Un sistema ineficiente en lo energético, ya que estas transacciones encriptadas requieren de una capacidad de procesamiento de datos ingente; altamente concentrado, el 1% de los usuarios realizan el 60% de las operaciones; enormemente opaco, ya que conocemos la operación pero nunca al operador, lo que lo hace óptimo para el blanqueo de capitales procedentes de lugares tan poco recomendables como el narcotráfico; y sin ningún beneficio social, ya que no produce nada, tan sólo especula, y está pensado por su descentralización para la evasión fiscal. No es que al FMI, institución de raigambre neoliberal, le preocupen las criptomonedas por estos parámetros, es que ve que son una manifestación tan incontrolable que su extensión y uso hace inestable al resto del sistema financiero.
Los NFT, los bienes digitales no tangibles, son el acompañamiento a este mercado como el mundo del arte lo es para los inversores a la bolsa. Salvo que, en una pirueta absolutamente demencial, el arte aquí se ha convertido en cualquier contenido digital, en una impúdica admisión de que lo que importa no es el objeto sobre el que se vuelva la especulación sino la especulación en sí misma. Es decir, que ese meme, una imagen con extensión jpeg, que se encuentra replicado millones de veces por toda la red, pasa a tener un valor con el que especular una vez que se establece un certificado de supuesta autenticidad, propiedad y naturaleza única. Es la elevación al absurdo de especular con paquetes de deuda hipotecaria, pero funciona, hasta que, como en 2008, se pinche la burbuja y deje de hacerlo.

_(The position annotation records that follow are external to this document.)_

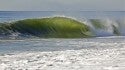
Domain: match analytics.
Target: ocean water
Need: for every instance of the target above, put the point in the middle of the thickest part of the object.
(6, 16)
(57, 44)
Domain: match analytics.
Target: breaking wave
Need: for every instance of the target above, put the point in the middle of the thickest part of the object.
(62, 27)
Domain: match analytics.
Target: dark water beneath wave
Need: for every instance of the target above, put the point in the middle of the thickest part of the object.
(107, 18)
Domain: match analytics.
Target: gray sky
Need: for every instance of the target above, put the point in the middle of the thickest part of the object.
(62, 5)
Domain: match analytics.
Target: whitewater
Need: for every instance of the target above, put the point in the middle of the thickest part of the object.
(105, 51)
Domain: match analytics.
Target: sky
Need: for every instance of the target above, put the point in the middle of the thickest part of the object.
(62, 5)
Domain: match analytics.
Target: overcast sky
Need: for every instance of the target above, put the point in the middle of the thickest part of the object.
(62, 5)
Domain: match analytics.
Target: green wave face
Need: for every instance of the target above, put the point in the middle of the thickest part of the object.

Asistimos no sólo a una gigantesca operación especulativa, cuya única separación del fraude es la confianza de sus usuarios en la nada más absoluta, sino al complemento perfecto de todo el aparato político y cultural de lo digital. Ante una crisis pandémica sin precedentes, donde la economía real importó más que nunca, donde estamos comprobando la fragilidad de las cadenas de suministro, donde llegamos a ver pirateo aéreo entre países para apropiarse de los recursos sanitarios, el capitalismo ha reaccionado poniéndose a especular con memes de gatos, donde las redes sociales y los servicios de vídeo en directo sirven para replicar la fantasía y donde la cultura digital imperante del éxito individualista sirve de aliciente para que millones de incautos piensen que han encontrado el nuevo dorado. Es tan dramático como desesperante. Son los efectos de una tecnología que prometiendo en los noventa una revolución sin precedentes no ha fallado en sus vaticinios.
No ha sido la revolución del conocimiento. Está siendo una revolución que pone en peligro la democracia, la economía, la cultura y nuestra propia conciencia como seres humanos. Seguramente nunca fue el objetivo de los simpáticos informáticos, la mayoría ex-hippies, que fundaron la industria tecnológica californiana. Seguramente ninguno de ellos tuvo en cuenta la magnitud potencial de lo que se avecinaba, sólo si podían llevarlo a cabo.